The challenges facing the new government
The re-election of President Lula da Silva puts into evidence some of the mains issues facing the Brazilian society today.
In 2002, when Lula and his Workers' Party (PT) won the elections Brazil witnessed the first genuine power change since the military coup of 1964 interrupted the country's political process, postponing its maturing.
The first term of President Lula was historic in itself. But it was al the more meaningful in the measure that it was able to keep the country's economy stable while at the same time promoting a long-needed wealth distribution by means of a series of innovative and efficient public policies.
President Lula's apporval ratings and expressive vote are all the more impressive in face of the systematic smearing and violent rhetoric to which his government and his party were subject to for over a year, by opposition parties and the big corporate media.
In his new term, President Lula will have to once again conciliate a progressist agenda in a conservative society - which is particularly well represented in the political system. Moreover, he will have to deal with an elitist media, which voices the economic interests of the hegemonic sectors of Brazilian society, while trying to stand for the unrepresented majority, who have no material means to voice their desires - except for voting.
So, in a few words, what is at stake at this point in Brazil's history, is a deepening, a maturing, of our democracy. We are back to the stage when the military seized power in the 1960's, when the social movements were more organized. President Lula's government is a turning point: from now on, upcoming governments will have to take into account the demands of the voiceless majority, with effective policies.
As for the traditional economic elite, they will have to grasp this new government. The old idea that "the pie must grow in order to be shared" no longer holds.
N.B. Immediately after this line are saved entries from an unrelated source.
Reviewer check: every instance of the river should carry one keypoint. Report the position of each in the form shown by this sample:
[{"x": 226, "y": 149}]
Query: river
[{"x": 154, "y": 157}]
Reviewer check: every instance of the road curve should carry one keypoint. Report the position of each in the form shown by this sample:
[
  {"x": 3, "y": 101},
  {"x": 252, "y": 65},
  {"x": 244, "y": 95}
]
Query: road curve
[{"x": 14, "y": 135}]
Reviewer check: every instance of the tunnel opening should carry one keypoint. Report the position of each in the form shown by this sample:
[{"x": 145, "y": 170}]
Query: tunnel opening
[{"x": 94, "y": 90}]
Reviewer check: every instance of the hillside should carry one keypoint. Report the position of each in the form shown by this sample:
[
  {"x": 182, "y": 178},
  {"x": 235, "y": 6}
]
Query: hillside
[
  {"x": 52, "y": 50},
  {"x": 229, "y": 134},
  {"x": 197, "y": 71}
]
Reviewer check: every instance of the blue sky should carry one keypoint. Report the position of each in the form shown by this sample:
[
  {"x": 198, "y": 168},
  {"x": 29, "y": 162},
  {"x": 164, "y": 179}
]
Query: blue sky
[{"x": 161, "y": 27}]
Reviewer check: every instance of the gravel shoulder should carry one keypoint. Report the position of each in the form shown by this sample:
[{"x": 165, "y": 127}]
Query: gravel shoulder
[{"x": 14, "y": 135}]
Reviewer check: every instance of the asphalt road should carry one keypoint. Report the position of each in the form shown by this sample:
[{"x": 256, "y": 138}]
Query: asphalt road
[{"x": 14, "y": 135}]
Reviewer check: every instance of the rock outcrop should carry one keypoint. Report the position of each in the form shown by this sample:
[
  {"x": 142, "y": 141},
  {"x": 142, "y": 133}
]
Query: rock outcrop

The press failed miserably in its purpose to de-moralize PT and de-stabilize the government: society as a whole has got to reflect upon this, in face of the huge concentration of the media in the hands of a few economic groups, with particular political agendas.
President Lula has a conciliatory nature. That will come in handy, as he will need to find a common ground to democratically promote social transformation, expanding social rights for the poor; a process of democratization of the media must come in parallel to that process. Most of all, President Lula must act as a bridge between the two groups - the haves and the have-nots - and to make the former understand that the benefits of the latter are also in their best interests.